While health care costs continue to spiral out of control, providing such health care to consumers gets more difficult the less affordable it becomes. HMOs attempt to address this with a referral system and a capitation arrangement for contracted doctors, as was discussed in chapter 16. Here, we will look more closely at these organizations in the context of Florida statutes and the rules and regulations of the Office of Insurance Regulation.
How an HMO Operates
Right now, HMOs operate almost exclusively as a group enrollment system where each consumer pays a premium each month to prepay for services covered by the HMO. The consumer may or may not use those services, but by prepaying in this way the services are very affordable when they are needed, thereby encouraging consumers to see doctors and even take advantage of preventive measures. By encouraging preventive medicine in this way, the expectation is that all of the subscribers will benefit and more people will be healthier with affordable early detection.
HMOs offer savings based on:
- prevention,
- early detection,
- volume discounts with providers, and:
- capitation agreements with providers.
Definitions
To acquaint you with the different requirements and restrictions for HMOs and the duties of the representative who enrolls HMO members, the following definitions are required.
Health maintenance contract
This is what an individual receives when enrolled in an HMO. It's not a policy or a certificate, but a health maintenance contract.
Insolvency
This was discussed in Chapter 29. It means that the company is "belly up", or can not afford to pay claims and cover liabilities. Remember that the Department of Financial Services is the liquidator and rehabilitator when this happens.
Provider
Provider is any physician, hospital, organization or anyone else that legally provides health care services in Florida and is contracted with the HMO.
Subscriber
This is the individual consumer who purchases coverage from an HMO plan.
Capitation
This is the fixed monthly amount paid to health care providers in an HMO.Co-payment********
Co-payment is the specified dollar amount that subscribers pay for services. These amounts are typically small and must be approved by the Office of Insurance Regulation.

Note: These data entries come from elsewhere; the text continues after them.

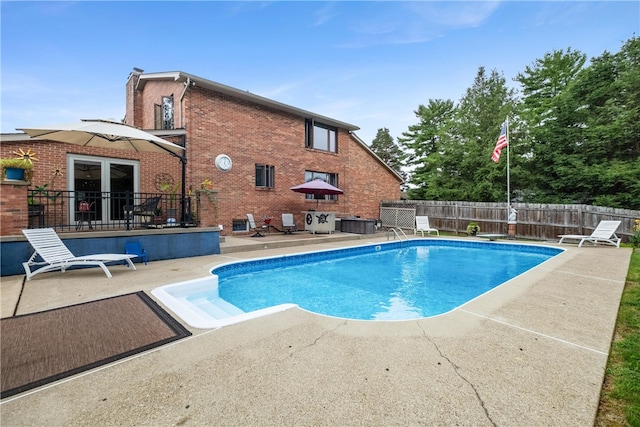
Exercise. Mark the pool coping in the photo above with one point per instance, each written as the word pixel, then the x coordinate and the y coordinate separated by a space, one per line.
pixel 173 296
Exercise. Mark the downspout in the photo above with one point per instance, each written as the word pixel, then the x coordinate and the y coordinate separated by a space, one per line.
pixel 183 159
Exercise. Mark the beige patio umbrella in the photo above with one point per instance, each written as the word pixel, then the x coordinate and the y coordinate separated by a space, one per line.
pixel 105 134
pixel 110 134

What is a "prepaid health clinic"?
As the name implies, this is an actual clinic, so a specific location, where services are provided to members, and they only deliver basic health services whereas HMOs cover broader types of care.

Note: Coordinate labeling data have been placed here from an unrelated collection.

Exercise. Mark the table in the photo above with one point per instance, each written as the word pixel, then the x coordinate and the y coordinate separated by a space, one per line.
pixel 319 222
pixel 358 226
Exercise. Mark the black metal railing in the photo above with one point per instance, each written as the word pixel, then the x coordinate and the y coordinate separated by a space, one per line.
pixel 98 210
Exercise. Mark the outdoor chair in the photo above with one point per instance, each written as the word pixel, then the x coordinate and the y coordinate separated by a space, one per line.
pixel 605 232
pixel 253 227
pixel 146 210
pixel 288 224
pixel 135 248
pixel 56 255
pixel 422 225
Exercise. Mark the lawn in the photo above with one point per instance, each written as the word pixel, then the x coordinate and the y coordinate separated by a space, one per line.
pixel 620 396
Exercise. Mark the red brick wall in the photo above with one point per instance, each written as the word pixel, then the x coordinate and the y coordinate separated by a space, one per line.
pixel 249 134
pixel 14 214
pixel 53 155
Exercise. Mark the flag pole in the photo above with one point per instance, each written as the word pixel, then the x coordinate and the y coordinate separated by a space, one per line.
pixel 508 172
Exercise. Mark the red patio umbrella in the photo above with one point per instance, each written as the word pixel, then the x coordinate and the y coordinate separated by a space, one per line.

Basic health services are restricted to the following under the law:
- emergency care,
- physician care other than hospital inpatient physician services,
- ambulatory treatment and
- preventive health care services.
Prepaid health clinics may not use the words "HMO", "insurance," "surety," "mutual" or "casualty" since it's actually a specified location. Although these are not allowed to be called HMOs or insurance, they are still regulated by the Office of Insurance Regulation.